Pada masa penguasaan Arab, Tbilisi berkembang menjadi pusat perdagangan antara dunia Muslim dan Eropa Utara. Tbilisi juga berfungsi sebagai daerah penyangga berhadapan dengan kekuasaan Kekaisaran Romawi Timur dan Bangsa Khazar. Dari waktu ke waktu, penduduk Tbilisi mulai berganti agama menjadi Islam.
Dinasti Timuriyah
Antara tahun 1386 dan 1404, Georgia menjadi subyek penyerangan Tamerlane yang mengontrol dinasti dengan kekuasaan dari Asia Tengah hingga Anatolia. Pada penyerangan pertama dari paling tidak tujuh penyerangan, Tamerlane merampok Tbilisi dan menangkap raja Bagrat V pada tahun 1386. Pada tahun 1401, Tamerlane kembali menyerang Kaukasus. Raja Georgia akhirnya mengadakan perdamaian dengan Tamerlane, yang menyetujuinya karena dia berharap untuk membekukan konflik di Georgia sementara dia bersiap-siap dalam pertempuran melawan Kesultanan Utsmaniyah.[5]
Dinasti Safawiyah dan Kesultanan Utsmaniyah
Dinasti Safawiyah dan Kesultanan Utsmaniyah terlibat dalam konflik berkepanjangan tentang kendali dan pengaruh atas daerah Kaukasus. Dari abad ke-16 hingga 18, Safawiyah harus menghadapi beberapa kerajaan dan kepangeranan independen karena status Georgia yang belum disatukan. Safawiyah sebagian besar mengendalikan daerah timur (kerajaan Kartli dan Kakheti) dan selatan (kerajaan Samtskhe-Saatabago), sementara Georgia Barat dikendalikan oleh Utsmaniyah. Kerajaan-kerajaan independen ini menjadi negara bawahan Persia setelah tahun 1518.

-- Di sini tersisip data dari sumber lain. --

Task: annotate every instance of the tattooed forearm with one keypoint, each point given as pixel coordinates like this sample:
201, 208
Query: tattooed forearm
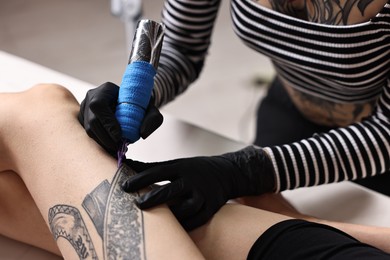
335, 12
117, 220
292, 8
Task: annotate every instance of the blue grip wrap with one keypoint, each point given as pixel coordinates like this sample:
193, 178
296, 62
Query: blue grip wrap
133, 99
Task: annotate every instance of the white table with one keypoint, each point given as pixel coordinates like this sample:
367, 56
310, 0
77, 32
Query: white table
343, 201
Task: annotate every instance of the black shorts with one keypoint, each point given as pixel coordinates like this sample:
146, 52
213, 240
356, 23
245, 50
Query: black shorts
301, 240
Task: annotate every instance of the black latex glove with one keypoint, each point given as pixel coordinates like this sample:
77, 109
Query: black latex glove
97, 115
199, 186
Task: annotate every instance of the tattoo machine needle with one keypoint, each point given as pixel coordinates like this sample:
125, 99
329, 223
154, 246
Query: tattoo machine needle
138, 81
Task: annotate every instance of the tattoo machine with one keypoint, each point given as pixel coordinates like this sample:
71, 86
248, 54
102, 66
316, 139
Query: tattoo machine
138, 81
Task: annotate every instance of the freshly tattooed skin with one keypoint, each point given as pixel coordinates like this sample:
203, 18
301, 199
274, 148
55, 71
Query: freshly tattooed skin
336, 12
329, 113
115, 216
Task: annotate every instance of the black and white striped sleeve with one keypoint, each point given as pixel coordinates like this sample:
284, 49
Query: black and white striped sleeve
357, 151
189, 25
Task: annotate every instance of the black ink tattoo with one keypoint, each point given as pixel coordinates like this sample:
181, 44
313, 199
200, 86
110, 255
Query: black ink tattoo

Pada 29 Mei 1555, Safawiyah dan Utsmaniyah menyimpulkan perjanjian yang membagi Kaukasus Selatan menjadi dua: Georgia Barat dan daerah barat Georgia Selatan jatuh pada tangan Utsmaniyah, sementara Georgia Timur dan bagian timur Georgia Selatan dikendalikan oleh Safawiyah. Pada tahun 1703, raja Vakhtang VI menjadi penguasa kerajaan Kartli. Ia berganti agama menjadi Islam pada tahun 1716 dan ditetapkan sebagai raja Kartli oleh penguasa Safawiyah, namun setelah diperintahkan untuk menghentikan operasi militer, ia beralih sisi dengan Kekaisaran Rusia. Walau begitu, Rusia gagal untuk mengirimkan bala tentara kepada raja Vakhtang.
Demografi
Agama di Georgia (2002)
Kristen Ortodoks Georgia (82.1%)
Islam (9.9%)
Gereja Apostolik Armenia (5.7%)
Gereja Katolik Roma (0.8%)
Yahudi (0.1%)
Lain-lain (1.4%)
Muslim membentuk dari 9,9% hingga 10-13% jumlah penduduk Georgia. Ada dua kelompok besar Muslim di Georgia. Etnis Muslim Georgia adalah Muslim SunniHanafi yang terkonsentrasi di Republik Otonomi Ajaria Georgia berbatasan dengan Turki. Sedangkan etnis Muslim Azerbaijan didominasi oleh Muslim Syi'ah Imam Dua Belas yang terkonsentrasi di perbatasan dengan Armenia dan Azerbaijan. Walau begitu, ada pula minoritas penganut Islam yang termasuk dalam kelompok etnis Kaukasus Selatan lain, seperti Bangsa Ossetia, Bangsa Armenia, dan Bangsa Yunani Pontus (dibagi antara Kaukasus Yunani dan Urum berbahasa Turki), semuanya keturunan penganut Kristen Ortodoks yang mengganti agamanya menjadi Islam Turki pada zaman Kesultanan Utsmaniyah. Banyak Muslim Georgia yang didefinisikan sebagai 'Utsmaniyah' setelah Ekspedisi Kaukasus Lala Mustafa Pasha yang berakhir pada penaklukan wilayah Georgia oleh Utsmaniyah pada tahun 1570-an sebenarnya mempunyai leluhur dari etnis Armenia dan Yunani Pontus dari daerah Anatolia timur laut yang menjadi mualaf, salah satu contoh yaitu Reşid Mehmed Pasha.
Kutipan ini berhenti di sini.